When the Ravens missed the playoffs for the first time since the big-armed Delaware kid arrived in 2008, Flacco lost that card.
That’s what Flacco wants back. It’s not to have an argument against the critics, because he couldn’t care less. It’s because he doesn’t want to be on the couch again in January.
“I honestly don’t think too much about that stuff,” Flacco said. “I think about getting back here and winning. I think we have the team to do it and it’s my job to put us in that situation and play as well as I can.”
In his first five seasons (2008-2012), Flacco compiled a 63-30 record, including the playoffs. He won more than twice as much as he lost.
Winning is what it’s always been about for Flacco.
Even in practice, he argues with Head Coach John Harbaugh and defensive players about whether he was “sacked” before he got passes off, or whether he would have crossed the goal line on runs if others were allowed to hit him.
This offseason, Flacco has been quieter on the practice field. He’s always gone about his business, and maybe it’s because he’s so enveloped by the new offense, but there seems to be a different focus.
“I think you always have that passion to win, but there’s no doubt that things here and there grab your attention and make you say, ‘Man, that really didn’t sit well,’” Flacco said.
“Losing gives you that reminder of how great it does feel to get to the playoffs and win games. If you’d been on our team for the last six years, you could almost take it for granted.”
In order for the Ravens to win, Flacco knows a lot falls on his shoulders.
He has to throw fewer interceptions than he did last year (22). He’s got to get his completion percentage up after it dropped to 59 percent. He has to take fewer sacks (48).
Flacco feels like all of those will come with the new offensive system. He won’t be taking as many risks because that’s what Kubiak focuses on most. His completion percentage should improve because he’s throwing easier-to-complete shorter passes. He should take fewer sacks because he’s getting the ball out faster.
Flacco believes his yardage (3,912 last year) and touchdowns (19) should also improve because the offense will stay on the field longer. More plays equals more yards and points.
“I expect our offense to be a lot better,” he said. “We haven’t performed up to our standards, statistically. This offense is going to be pretty tough to handle. We’ve got a lot of weapons and we’ve got a lot of tough guys. I expect us to be up there at the top of the league.”
But most importantly, a better offense should translate to more wins. That’s what held the Ravens back in many ways from making the playoffs last year.

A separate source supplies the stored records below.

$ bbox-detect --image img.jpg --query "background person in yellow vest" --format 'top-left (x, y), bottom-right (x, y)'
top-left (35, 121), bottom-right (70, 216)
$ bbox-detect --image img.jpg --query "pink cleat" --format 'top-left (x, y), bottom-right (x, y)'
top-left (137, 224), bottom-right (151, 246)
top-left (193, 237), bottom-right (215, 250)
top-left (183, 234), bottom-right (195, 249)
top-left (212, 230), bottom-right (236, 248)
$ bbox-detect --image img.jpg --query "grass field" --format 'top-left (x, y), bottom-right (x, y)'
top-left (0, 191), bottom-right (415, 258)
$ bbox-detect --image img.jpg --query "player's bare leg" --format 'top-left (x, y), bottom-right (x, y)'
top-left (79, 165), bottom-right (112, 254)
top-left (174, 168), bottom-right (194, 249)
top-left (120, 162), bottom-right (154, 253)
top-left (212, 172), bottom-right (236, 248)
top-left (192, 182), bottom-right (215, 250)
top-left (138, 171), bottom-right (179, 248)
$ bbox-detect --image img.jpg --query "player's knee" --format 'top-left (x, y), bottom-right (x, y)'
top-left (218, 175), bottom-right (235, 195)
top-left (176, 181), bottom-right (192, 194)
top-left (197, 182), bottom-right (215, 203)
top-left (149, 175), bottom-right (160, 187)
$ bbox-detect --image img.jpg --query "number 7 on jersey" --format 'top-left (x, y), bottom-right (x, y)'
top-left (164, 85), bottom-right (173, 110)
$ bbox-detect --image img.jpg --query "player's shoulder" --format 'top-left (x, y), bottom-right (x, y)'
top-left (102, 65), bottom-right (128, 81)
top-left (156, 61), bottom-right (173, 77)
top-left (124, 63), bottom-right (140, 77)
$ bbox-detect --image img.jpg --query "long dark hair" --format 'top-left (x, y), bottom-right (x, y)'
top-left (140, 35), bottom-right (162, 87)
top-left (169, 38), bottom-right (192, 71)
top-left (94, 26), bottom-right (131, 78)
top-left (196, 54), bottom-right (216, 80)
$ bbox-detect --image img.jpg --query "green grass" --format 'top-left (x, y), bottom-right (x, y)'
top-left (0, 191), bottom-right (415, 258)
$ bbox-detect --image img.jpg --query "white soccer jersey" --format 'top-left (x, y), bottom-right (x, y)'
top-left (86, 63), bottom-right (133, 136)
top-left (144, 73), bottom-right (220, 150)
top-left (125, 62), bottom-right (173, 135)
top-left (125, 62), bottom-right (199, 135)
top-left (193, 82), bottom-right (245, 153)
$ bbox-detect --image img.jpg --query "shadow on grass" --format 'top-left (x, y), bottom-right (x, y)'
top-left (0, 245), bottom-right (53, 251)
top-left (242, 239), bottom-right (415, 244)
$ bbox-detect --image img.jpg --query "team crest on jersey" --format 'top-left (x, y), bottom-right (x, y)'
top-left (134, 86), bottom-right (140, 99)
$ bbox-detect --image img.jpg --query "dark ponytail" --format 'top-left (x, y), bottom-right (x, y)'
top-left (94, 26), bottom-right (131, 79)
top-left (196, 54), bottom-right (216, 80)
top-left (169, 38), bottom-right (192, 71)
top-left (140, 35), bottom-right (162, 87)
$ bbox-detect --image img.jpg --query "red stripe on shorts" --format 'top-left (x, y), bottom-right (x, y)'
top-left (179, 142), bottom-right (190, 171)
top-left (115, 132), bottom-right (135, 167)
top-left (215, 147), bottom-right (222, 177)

In retrospect, they had to win either of their final two games to get in, but the offense scored just seven points at home against New England, then followed up with 17 points and three interceptions in Cincinnati.
Asked whether he believes the Ravens have what it takes to be back competing for a Super Bowl, Flacco answered without hesitation.
“There’s no doubt about it,” he said. “We have a great team. Our defense is revved up just like always. Our offense has a ton of weapons, some new guys. We’re working on a new offense, but I think everybody is really confident with it.
“Believe me, I’ve been a part of some good teams, obviously, and we’re just as good as ever.”